The deafening crack of thunder shook the gymnastics floor and rattled me on the bleachers. I prayed that the torrential mid-summer downpour would slow down before we made a run for the car after my daughter’s tumbling lesson. I could feel a thin line of sweat making its way down my back when another huge boom muffled a scream. My daughter was on the ground clutching her dislocated knee as coaches ran towards her. The rest is a blur of rain, orthopedists, and crutches. She was sentenced to time on the couch with a regimen of anti-inflammatories and ice packs.
I tried not to panic about our family vacation, which was less than two weeks away featuring long walking tours, and attempted to hide my anxiety over the puffy black and blue knee. Twenty minutes on, 20 minutes off. I couldn’t breathe.
“Mom, you’re not helping. I can feel your anxiety,” my daughter said.
What else is new?
I would’ve done anything to take away her pain, and clearly, she sensed my weakness, talking me into watching just one or two episodes of “Gilmore Girls.” Ten days and seven seasons later, I learned to appreciate the appeal of binge watching in general, and specifically, the ins and outs of the complex and heart-warming Lorelei and Rory relationship.
“See? They’re just like you and me,” my daughter beamed.
I didn’t see it.
“Minus the teen pregnancy, junk food, and Christmas maybe…” I said.
“But that’s what I mean,” she insisted. “The sarcasm, the laughs, the fun… we’re Lorelei and Rory.”
I still didn’t see it, but I also couldn’t stop watching. There was something highly appealing about this mother-daughter duo, which got me thinking about our own relationship.
My daughter was not always easy. By the time she was 3 years old, she was a self-declared vegetarian, extremely picky about her clothes, and practically running the preschool. She was exceptionally verbal and unreasonably stubborn. She refused to participate in music lessons because “the music teacher’s voice gives me a headache” and fired the swim instructor because “he’s not the boss of me.” (For the record, I was, and still am, the boss of her, so I taught her how to swim in one afternoon.) Because she was precocious (code word for pain-in-the-ass), she acted like a typical fully-grown teenager by the time she was in sixth grade.
“Thank goodness she’s getting it out of her system early,” I told my friend, who eyed me like a fool. “Wait until she goes to high school,” she warned. And I dreaded it: I’d read the books, watched the movies, and cried with my friends who have older daughters. If this is how she acted at 12, what the heck was I in for?
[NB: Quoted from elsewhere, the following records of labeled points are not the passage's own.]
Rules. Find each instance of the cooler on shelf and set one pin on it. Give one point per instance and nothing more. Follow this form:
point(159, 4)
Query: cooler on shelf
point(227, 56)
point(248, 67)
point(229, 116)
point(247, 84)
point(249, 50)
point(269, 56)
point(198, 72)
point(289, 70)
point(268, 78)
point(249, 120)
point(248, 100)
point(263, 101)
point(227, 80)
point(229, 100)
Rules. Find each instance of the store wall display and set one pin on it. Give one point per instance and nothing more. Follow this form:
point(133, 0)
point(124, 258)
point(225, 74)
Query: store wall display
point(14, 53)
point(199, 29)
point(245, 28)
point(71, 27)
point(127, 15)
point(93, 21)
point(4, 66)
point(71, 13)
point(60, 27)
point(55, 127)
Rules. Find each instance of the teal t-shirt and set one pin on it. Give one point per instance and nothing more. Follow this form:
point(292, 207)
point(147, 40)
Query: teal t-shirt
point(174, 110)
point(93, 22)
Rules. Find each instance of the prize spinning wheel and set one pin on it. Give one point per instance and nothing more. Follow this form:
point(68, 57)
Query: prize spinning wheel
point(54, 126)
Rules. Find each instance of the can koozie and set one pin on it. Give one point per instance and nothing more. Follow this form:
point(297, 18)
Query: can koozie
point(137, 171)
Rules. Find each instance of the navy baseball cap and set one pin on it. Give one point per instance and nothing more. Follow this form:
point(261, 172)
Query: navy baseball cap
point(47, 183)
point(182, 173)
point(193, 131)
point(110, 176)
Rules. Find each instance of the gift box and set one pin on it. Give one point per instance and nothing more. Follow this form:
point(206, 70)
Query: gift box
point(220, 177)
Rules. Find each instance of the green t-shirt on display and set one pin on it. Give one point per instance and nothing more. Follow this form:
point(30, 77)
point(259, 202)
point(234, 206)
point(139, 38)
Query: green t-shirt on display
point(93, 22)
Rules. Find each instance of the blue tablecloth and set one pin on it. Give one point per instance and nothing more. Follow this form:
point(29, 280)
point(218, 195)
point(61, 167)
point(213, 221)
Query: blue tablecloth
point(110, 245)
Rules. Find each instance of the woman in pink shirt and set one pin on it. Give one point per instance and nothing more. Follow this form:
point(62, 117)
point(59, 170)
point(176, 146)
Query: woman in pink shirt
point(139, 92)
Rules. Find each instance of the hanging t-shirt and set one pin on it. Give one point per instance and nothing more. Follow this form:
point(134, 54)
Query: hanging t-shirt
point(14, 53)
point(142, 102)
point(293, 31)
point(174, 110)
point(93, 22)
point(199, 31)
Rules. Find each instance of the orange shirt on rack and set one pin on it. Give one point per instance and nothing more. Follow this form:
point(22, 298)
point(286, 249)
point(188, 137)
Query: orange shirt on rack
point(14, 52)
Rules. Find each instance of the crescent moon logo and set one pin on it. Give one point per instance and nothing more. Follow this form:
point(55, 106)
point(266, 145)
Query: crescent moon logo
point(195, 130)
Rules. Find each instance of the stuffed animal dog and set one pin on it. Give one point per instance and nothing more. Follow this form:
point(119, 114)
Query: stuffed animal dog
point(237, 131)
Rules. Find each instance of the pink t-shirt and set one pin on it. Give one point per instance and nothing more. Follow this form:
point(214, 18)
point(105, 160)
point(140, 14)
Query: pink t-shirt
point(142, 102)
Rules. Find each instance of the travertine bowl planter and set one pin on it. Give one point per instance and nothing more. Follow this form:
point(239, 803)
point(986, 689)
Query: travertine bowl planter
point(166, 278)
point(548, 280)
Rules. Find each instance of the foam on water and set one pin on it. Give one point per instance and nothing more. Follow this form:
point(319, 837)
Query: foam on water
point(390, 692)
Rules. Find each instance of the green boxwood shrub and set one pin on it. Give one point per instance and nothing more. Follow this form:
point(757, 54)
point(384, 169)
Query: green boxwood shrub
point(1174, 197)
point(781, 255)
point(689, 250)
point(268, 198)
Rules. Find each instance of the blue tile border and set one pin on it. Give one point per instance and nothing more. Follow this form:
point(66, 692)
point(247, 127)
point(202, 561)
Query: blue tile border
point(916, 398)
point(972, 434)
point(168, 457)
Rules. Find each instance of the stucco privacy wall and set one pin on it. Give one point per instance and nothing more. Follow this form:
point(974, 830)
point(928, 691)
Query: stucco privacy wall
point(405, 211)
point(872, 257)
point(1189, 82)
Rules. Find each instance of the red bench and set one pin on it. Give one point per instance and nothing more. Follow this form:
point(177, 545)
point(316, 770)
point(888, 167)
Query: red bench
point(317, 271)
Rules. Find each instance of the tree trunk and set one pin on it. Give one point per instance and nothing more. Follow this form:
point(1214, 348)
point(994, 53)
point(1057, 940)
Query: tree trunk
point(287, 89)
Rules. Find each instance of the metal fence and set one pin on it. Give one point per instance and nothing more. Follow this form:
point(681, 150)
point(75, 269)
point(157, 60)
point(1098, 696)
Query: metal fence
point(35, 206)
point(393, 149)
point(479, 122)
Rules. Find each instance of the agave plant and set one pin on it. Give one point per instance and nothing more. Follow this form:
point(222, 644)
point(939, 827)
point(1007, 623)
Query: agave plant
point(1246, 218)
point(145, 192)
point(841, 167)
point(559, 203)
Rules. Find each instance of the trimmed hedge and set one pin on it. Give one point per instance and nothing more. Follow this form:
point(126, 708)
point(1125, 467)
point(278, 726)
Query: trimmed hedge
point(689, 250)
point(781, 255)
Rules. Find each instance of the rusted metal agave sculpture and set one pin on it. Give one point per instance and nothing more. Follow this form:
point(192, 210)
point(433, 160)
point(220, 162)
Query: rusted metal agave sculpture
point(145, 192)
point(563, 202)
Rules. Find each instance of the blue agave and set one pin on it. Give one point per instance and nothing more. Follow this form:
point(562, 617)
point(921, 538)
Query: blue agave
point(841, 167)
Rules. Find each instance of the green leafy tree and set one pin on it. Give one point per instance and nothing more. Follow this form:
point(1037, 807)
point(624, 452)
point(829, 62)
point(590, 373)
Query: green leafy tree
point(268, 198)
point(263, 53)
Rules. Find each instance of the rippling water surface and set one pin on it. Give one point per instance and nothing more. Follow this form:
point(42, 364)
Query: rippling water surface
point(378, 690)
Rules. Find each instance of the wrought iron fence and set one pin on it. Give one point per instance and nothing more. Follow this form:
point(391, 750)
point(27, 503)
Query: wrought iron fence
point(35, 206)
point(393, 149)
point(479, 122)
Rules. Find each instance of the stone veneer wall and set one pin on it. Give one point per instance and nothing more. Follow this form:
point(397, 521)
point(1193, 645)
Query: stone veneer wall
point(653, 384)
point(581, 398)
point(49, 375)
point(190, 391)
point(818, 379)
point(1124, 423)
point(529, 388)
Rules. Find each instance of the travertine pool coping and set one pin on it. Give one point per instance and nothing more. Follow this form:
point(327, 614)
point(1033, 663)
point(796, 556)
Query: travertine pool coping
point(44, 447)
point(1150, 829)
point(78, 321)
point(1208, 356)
I was in for “Gilmore Girls,” but I didn’t yet know it.
When I first watched the show, I failed to see any similarities to my own life, but I was attracted and charmed by the universal truth it presented. The adventures, secret language, knowing glimpses, private jokes, immense love, like, admiration, and mutual respect is palpable. Their relationship creates a huge, soft, safe space in which to land and just be. I realized that that’s exactly what I’d hoped to create for my kid, and her insistence that we resemble Lorelei and Rory confirms that she feels it.
My daughter knows that her secrets are safe with me, and I know that I can confide in her as well. We’ve been accused of having our own special language that starts with a knowing glance, one or two OMGs, and an acknowledgement of something only the two of us find funny, appalling, or even remotely interesting. We have our foods, road trips, and spontaneous adventures and actually carve out time to spend together. We laugh and cry until it hurts, and like the Gilmores, subscribe to the notion that coffee cures everything.
My daughter and I are pumped for the Netflix premiere of the four-part reunion. We’re trying to decide how to maximize the trip back to Stars Hollow: Binge watch? Ration the fun over a number of days? Who am I kidding—we’ll never last. I cherish that my daughter and I share a true friendship, but it’s never been my goal to be her best friend. Like everything in parenting, serendipity is in the stars, and the special moments reside deep in the hollows between them.